L'exception française
Lundi, à Londres, lors de la remise des prix au Guildhall, J'ai vu s'affronter deux visons du monde de la gastronomie. La vison française, suprématiste et individuelle et celle du reste du monde, globale et lobbyiste.
Le World's 50 Best Restaurants fête cette année ses 10 ans. Dix années qui ont vu classer de numéro 1 à 50 des restaurants dans le monde. Une idée discutable.

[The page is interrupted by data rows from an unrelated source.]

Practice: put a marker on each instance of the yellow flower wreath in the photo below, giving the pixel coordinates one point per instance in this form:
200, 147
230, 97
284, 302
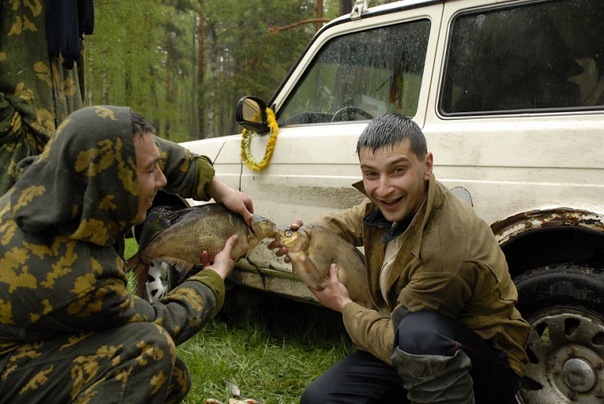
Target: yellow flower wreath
246, 137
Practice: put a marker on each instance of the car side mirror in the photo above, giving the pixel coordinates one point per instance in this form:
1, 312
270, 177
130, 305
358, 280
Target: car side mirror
251, 114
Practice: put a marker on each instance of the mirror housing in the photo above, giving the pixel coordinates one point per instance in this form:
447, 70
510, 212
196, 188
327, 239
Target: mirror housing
251, 114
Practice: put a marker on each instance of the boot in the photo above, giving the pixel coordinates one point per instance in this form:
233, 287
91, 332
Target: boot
434, 379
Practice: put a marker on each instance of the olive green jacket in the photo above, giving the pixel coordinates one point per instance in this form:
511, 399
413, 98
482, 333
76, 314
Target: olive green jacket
449, 262
61, 272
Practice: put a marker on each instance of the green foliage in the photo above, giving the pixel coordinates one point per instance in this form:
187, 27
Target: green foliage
185, 63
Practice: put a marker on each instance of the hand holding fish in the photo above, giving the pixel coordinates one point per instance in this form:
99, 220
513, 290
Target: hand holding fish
223, 263
234, 200
334, 295
313, 250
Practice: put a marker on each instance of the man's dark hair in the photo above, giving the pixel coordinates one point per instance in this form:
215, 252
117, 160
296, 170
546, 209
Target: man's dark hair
391, 129
140, 124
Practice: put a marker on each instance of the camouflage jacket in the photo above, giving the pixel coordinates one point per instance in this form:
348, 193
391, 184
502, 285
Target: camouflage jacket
60, 271
36, 91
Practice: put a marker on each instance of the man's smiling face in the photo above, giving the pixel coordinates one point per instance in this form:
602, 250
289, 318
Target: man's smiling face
395, 179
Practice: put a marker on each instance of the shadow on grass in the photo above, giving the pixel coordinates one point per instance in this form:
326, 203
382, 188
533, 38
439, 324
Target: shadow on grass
270, 349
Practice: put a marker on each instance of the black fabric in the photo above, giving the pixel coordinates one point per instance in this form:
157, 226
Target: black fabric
361, 378
66, 22
431, 333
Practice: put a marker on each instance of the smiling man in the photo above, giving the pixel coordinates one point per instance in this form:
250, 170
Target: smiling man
443, 326
70, 328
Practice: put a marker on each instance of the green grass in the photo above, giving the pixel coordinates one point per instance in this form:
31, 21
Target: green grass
270, 351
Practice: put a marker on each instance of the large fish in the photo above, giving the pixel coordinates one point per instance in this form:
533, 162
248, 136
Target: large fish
313, 248
179, 236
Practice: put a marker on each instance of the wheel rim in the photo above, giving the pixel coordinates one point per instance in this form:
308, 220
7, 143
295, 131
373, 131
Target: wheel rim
566, 351
158, 280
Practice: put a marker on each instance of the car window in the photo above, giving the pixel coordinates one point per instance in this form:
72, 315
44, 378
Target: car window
361, 75
542, 56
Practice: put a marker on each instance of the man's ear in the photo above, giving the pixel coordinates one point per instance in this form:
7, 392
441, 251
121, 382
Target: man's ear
428, 165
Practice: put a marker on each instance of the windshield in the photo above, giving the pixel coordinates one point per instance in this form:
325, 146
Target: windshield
362, 75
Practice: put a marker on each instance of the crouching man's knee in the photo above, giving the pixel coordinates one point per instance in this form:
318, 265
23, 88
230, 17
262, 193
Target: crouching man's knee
432, 368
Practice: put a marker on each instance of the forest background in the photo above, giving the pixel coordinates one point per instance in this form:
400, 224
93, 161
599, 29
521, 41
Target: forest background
185, 63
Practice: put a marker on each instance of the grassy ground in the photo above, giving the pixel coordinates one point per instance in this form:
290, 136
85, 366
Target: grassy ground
270, 351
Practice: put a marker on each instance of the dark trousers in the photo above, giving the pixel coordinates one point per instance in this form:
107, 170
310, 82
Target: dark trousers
362, 378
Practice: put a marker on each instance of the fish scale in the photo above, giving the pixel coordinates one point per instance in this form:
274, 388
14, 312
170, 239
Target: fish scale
179, 237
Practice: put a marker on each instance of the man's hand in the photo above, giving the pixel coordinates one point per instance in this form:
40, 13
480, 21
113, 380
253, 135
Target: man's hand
335, 295
223, 263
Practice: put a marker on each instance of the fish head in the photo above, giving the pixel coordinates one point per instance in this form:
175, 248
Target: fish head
262, 227
294, 240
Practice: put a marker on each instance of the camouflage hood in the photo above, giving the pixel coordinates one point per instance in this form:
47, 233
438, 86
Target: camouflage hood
84, 184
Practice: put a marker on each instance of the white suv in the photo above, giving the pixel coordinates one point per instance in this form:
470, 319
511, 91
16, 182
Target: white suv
510, 96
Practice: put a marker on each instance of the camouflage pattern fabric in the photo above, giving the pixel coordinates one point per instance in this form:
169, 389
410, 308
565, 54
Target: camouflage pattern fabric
36, 92
70, 330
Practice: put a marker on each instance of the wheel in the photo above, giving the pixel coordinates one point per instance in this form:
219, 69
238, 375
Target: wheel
349, 114
563, 304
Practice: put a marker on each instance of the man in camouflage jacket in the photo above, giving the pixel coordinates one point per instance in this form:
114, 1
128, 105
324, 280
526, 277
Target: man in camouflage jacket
70, 329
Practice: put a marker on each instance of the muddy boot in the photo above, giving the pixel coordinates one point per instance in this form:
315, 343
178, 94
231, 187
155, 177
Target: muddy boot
434, 378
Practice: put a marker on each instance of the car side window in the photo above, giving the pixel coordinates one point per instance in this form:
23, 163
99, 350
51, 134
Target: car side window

Comparer en ne référant à aucun autre critère que celui de la subjectivité du votant (en tous cas en 2002 ! nous y reviendrons).
En 2002 , le top ten cette liste consacrait El Bulli, Gordon Ramsey, The French Laundry, Rockpool en Australie, Spoon des îles à l'île Maurice, L'Auberge de l'Ill, 1884 en Argentine (n'existe plus), the Ivy, Eigensinn Farm au Canada (n'existe plus) et Tetsua's à Sydney. Un classement hétéroclite, correspondant aussi à l'état de la planète gastronomie avant que les médias, lobby et agences de RP ne s'en emparent.

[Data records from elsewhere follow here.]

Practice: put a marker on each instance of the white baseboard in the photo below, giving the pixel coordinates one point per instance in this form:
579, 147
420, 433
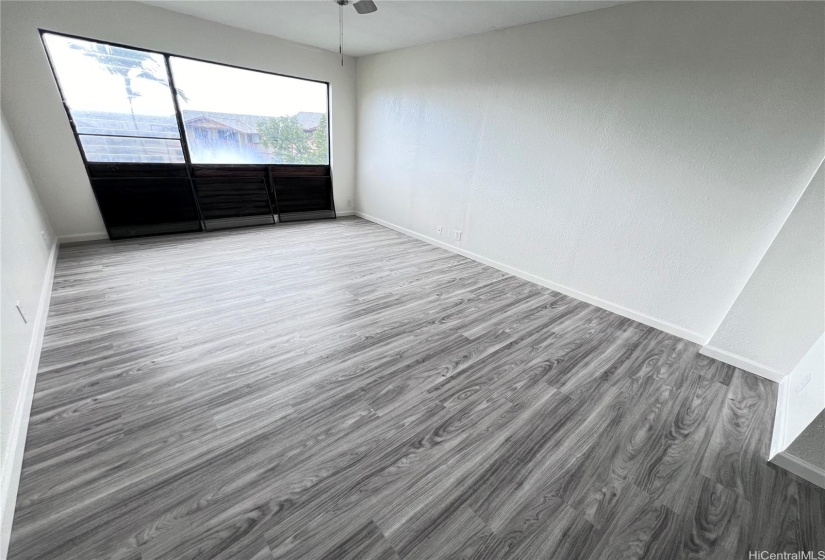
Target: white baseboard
800, 468
79, 237
743, 363
12, 463
598, 302
778, 443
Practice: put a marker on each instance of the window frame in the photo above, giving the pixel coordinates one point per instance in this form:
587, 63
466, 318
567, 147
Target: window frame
178, 114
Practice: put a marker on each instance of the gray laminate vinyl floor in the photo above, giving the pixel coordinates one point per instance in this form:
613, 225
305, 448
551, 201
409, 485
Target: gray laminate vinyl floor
338, 390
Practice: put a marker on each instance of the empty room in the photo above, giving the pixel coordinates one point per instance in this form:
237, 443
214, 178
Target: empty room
412, 280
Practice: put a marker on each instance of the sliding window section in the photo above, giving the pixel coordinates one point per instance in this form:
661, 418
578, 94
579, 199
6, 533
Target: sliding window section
232, 196
303, 192
122, 112
144, 199
172, 144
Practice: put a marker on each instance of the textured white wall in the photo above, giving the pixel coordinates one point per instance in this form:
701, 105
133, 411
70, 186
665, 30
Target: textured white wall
24, 263
781, 310
801, 397
645, 154
39, 123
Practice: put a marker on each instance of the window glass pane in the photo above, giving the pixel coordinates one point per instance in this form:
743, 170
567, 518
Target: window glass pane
240, 116
131, 150
113, 90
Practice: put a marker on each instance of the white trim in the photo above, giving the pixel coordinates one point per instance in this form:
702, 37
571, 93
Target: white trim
594, 300
12, 463
778, 439
78, 237
743, 363
800, 468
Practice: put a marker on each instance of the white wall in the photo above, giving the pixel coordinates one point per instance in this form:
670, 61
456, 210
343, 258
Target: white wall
801, 398
39, 123
781, 310
641, 157
26, 270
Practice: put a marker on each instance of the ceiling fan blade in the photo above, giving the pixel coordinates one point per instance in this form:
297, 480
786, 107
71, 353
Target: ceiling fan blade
365, 6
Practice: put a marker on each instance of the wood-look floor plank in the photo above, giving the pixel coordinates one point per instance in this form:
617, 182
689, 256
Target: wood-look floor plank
336, 390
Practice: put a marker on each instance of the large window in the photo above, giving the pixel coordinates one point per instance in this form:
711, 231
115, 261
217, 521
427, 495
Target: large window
238, 116
122, 105
119, 100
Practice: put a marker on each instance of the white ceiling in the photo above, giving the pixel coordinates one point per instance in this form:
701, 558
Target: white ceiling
396, 24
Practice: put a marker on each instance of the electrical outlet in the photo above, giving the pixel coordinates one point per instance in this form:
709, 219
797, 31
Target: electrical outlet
19, 307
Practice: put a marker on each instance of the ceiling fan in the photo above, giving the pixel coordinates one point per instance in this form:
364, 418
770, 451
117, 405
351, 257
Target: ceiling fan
362, 7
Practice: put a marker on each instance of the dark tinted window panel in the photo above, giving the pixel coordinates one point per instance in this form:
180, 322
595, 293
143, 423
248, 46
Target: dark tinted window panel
303, 194
258, 171
232, 198
133, 202
131, 150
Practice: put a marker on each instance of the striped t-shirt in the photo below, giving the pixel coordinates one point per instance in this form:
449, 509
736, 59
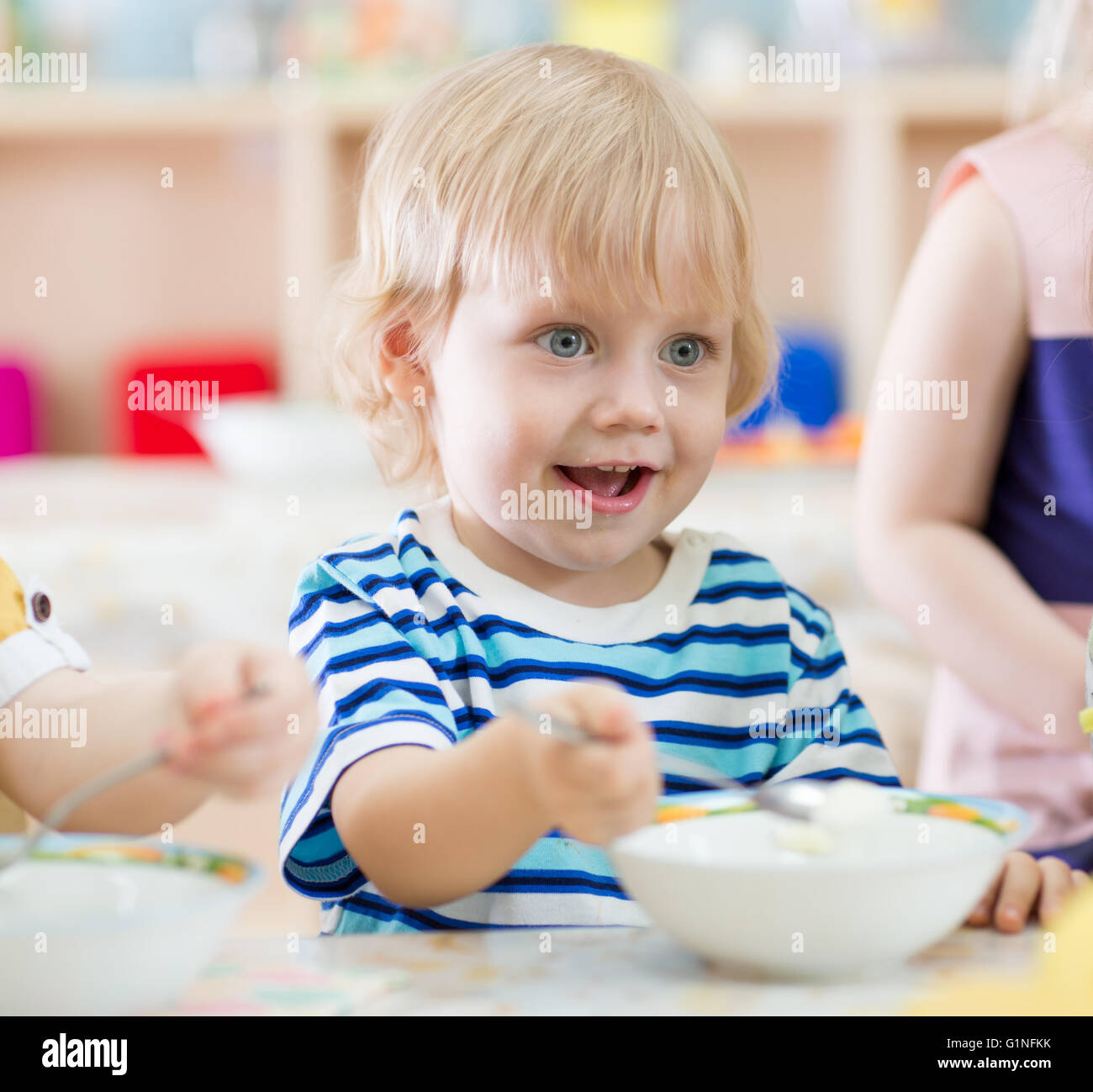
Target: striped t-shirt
411, 640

Aujourd'hui la machine 50 Best, parfaitement rodée et appuyée de très gros sponsors, orchestre ce qu'ils définissent comme les Oscar des cebrity chefs.
La fête annuelle se tient au Guildhall. Elle débute sur le parvis où les médias TV s'arrachent les les interviews des très nombreux chefs. Exception pour les français, qui boudent la fête. Seul étaient présent : l'Astrance - Pascal Barbot et Christophe Rohat, Le Chateaubriand - Inaki Aizpitrate et ses associés, La Grenouillère - Alexandre Gautier et son agent, Le Mirazur - Mauro Colagreco).
Les chefs, venus à leurs frais du monde entier, célèbrent une sincère et véritable joie à se retrouver et à partager avec les journalistes en nombre (sauf les français) et venus aussi de tous les continents.
Un cocktail bruyant et compact et puis, au pas de course - et c'est plutôt bien ainsi - les 50 résultats sous les hourra du public. S'ensuit une fête, dérive dans Londres au gré des adresses clientes de l'agence de RP qui gère l'événement. Un indice pour comprendre les rouages de la machine 50 Best.
Un cocktail bruyant et compact et puis, au pas de course - et c'est plutôt bien ainsi - les 50 résultats sous les hourra du public. S'ensuit une fête, dérive dans Londres au gré des adresses clientes de l'agence de RP qui gère l'événement. Un indice pour comprendre les rouages de la machine 50 Best.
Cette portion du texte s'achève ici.